Он вскочил с кровати, и это оказалось неожиданно легко и просто, голова у него больше не кружилась, он чувствовал себя очень здоровым и помолодевшим на добрый десяток лет, вся прежняя сила вернулась к нему внезапно. Толстяк этот был совсем не виноват, но, честное слово, он мог бы разорвать его на куски.
— Отчего это умер? Как это так: совершенно здоровый человек...
— Он не был здоровым, — устало сказал Ланэ. — Только не кричите на меня, пожалуйста, Ганка, у меня и так в голове всё перемешалось. Ох, и зачем я написал ему это письмо?
— Какое ещё письмо? — свирепо спросил Ганка.
Ланэ помолчал, потом сказал:
— О крысах. Маленькая сумчатая крыса хочет жить и приспосабливается, а вот атлантозавры вымирают. Зачем я ему написал это?

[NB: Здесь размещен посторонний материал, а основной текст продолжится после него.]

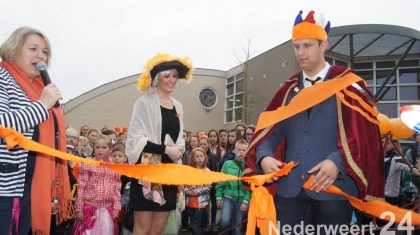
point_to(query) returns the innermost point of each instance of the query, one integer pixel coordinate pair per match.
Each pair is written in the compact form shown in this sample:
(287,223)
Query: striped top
(17,111)
(198,196)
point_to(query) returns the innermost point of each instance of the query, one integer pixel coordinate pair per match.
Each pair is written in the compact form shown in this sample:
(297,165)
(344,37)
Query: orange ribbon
(305,99)
(261,209)
(375,208)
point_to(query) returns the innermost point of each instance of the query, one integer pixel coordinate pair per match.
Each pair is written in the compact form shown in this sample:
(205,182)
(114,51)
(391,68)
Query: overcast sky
(98,41)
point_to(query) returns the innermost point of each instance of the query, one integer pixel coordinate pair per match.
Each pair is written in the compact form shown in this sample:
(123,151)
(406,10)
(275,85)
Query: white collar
(322,74)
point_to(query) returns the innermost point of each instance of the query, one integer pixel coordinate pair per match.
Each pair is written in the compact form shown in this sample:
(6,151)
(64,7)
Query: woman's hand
(79,215)
(50,95)
(173,152)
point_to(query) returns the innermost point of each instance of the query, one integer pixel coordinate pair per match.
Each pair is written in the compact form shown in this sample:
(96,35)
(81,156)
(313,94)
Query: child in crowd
(118,156)
(98,199)
(213,165)
(233,136)
(198,196)
(112,135)
(215,147)
(84,149)
(223,138)
(249,132)
(192,143)
(84,130)
(92,135)
(231,196)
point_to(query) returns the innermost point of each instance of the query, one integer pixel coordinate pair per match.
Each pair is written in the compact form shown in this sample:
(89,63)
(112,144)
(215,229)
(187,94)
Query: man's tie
(313,81)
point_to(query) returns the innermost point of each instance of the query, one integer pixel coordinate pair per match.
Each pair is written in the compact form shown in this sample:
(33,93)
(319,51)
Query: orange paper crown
(309,29)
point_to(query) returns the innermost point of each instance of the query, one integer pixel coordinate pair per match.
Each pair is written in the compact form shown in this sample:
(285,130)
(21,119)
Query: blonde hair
(198,149)
(106,138)
(72,132)
(88,150)
(12,46)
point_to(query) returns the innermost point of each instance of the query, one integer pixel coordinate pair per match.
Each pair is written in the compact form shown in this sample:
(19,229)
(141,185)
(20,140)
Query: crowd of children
(102,196)
(101,201)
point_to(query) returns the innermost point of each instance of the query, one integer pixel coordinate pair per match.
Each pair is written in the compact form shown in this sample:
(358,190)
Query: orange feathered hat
(308,28)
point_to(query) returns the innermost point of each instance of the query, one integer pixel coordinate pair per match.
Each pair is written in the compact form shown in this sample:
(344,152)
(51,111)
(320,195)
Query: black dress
(171,126)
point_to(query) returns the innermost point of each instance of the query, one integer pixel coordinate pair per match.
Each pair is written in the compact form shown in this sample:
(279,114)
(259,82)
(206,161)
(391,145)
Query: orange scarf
(50,179)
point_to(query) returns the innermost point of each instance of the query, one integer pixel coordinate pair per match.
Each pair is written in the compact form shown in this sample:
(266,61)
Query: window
(367,75)
(389,109)
(409,63)
(363,65)
(385,64)
(410,93)
(340,62)
(409,75)
(207,98)
(234,98)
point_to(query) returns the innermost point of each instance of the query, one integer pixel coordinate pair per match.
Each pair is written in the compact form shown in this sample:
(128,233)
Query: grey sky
(99,41)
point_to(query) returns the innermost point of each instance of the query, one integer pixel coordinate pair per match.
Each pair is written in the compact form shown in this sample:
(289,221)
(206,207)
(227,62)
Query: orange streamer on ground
(375,208)
(261,209)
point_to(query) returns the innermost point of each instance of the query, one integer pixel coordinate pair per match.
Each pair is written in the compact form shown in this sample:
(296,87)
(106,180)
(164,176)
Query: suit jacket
(311,137)
(357,137)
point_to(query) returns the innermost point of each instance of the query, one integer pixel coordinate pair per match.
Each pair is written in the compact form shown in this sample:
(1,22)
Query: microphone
(42,69)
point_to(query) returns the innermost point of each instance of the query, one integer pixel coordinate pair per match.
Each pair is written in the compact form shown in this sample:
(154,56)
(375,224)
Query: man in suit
(333,139)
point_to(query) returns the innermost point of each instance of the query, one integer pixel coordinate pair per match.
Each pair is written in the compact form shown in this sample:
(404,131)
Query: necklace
(168,101)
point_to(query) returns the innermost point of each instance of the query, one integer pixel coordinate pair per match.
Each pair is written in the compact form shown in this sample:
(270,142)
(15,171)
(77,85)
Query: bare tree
(249,96)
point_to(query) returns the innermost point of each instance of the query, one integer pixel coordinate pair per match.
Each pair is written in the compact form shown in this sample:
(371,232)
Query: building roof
(374,40)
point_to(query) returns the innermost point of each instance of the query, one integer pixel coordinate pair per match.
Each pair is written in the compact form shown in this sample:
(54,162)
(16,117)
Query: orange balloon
(384,124)
(399,130)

— Чёрт знает что такое! — сказал ошалело Ганка. — Сумчатые крысы, атлантозавры... Отчего умер профессор? — закричал он вдруг. — Умер, умер отчего? Вот о чём я вас спрашиваю! Ну?
— От паралича сердца, — мёртво ответил Ланэ, глядя в угол.
— Кто это сказал? — ошалело спросил Ганка,
— Гарднер вызывает доктора, — уклончиво ответил Ланэ, и нижняя челюсть его опять дрогнула.
— Гарднер? — гневно спросил Ганка. — Я сегодня же его...
Он не окончил, сел на кровать и стал щипать одеяло. Его уже трясло, он знал: поговори он ещё пять минут с Ланэ — и тогда он чёрт знает что может ему сказать, а именно этого и не следовало делать. «И, в конце концов, подумал он, — как бы ни умер, но умер. Теперь это уже не важно. Надо говорить о чём- нибудь другом».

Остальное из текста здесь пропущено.